In this corner, we have Be Yourself! Supported by “everyone else is already taken,” “an original is worth more than a copy,” and “people don’t have to like you,” Be Yourself is solid advice in a culture where following the crowd and keeping up with the Joneses are shouted at us any time we are in any contact with advertising. Which is most of the time.
In this corner, we have Don’t Be A Jerk! Supported by “everyone else on the road or in the parking lot,” “the person sitting across from you while you’re looking at your phone,” “people who know how to use a trash can,” and “retail and food service employees,” Don’t Be A Jerk is solid advice in a culture where the individual is the highest priority and What I Want is definitely more important than anyone or anything around me.
The only problem with these two solid pieces of advice is that they are sometimes mutually exclusive.
Because sometimes people don’t like you because you’re being a jerk. Which means that “just be yourself” isn’t solid advice in this case.

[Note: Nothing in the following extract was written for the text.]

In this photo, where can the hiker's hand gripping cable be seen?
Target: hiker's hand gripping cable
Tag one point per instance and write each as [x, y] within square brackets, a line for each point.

But, of course, “being a jerk” is subjective. And sometimes people feel snubbed because of what’s going on with them, not because of you, or because you’ve offered information they’re not able or willing to accept.
So we need some self-awareness and enough emotional space that we can acknowledge that sometimes we don’t act well. Because we all do it sometimes.
Some of us just do it more consistently than others…
If you’re angry at someone else for doing something that you do or you’re rationalizing doing something that you get angry at others for doing, check your behavior.
As a general rule, if you’re the person who is checking their phone when in a conversation,
or who doesn’t pull forward in the school drop off line,
or who treats wait staff poorly,
or who doesn’t acknowledge a person when they greet you (creepy/unsafe situations excepted!),
or who leaves your shopping cart in the middle of the parking lot,
or who doesn’t pick up after your dog,
or who yells at the low-level employees who have nothing to do with your problem except that they’re supposed to try to solve it using a script —
stop doing that. You’re being a jerk.
As a general rule, if you’re the person who sees the world a little bit differently,
or who sings even though people can hear you
or who creates weird or wonderful or funny or beautiful or poignant pictures or stories or music or theater or jewelry or sculptures
or who isn’t captured by pop culture
or who is very into something off the beaten path
or who is gentle in a “toughen up!” culture
or who just kinda feels like a square peg in a proverbial round hole —
keep doing that. You’re being you, and we need more people who can and will just be themselves.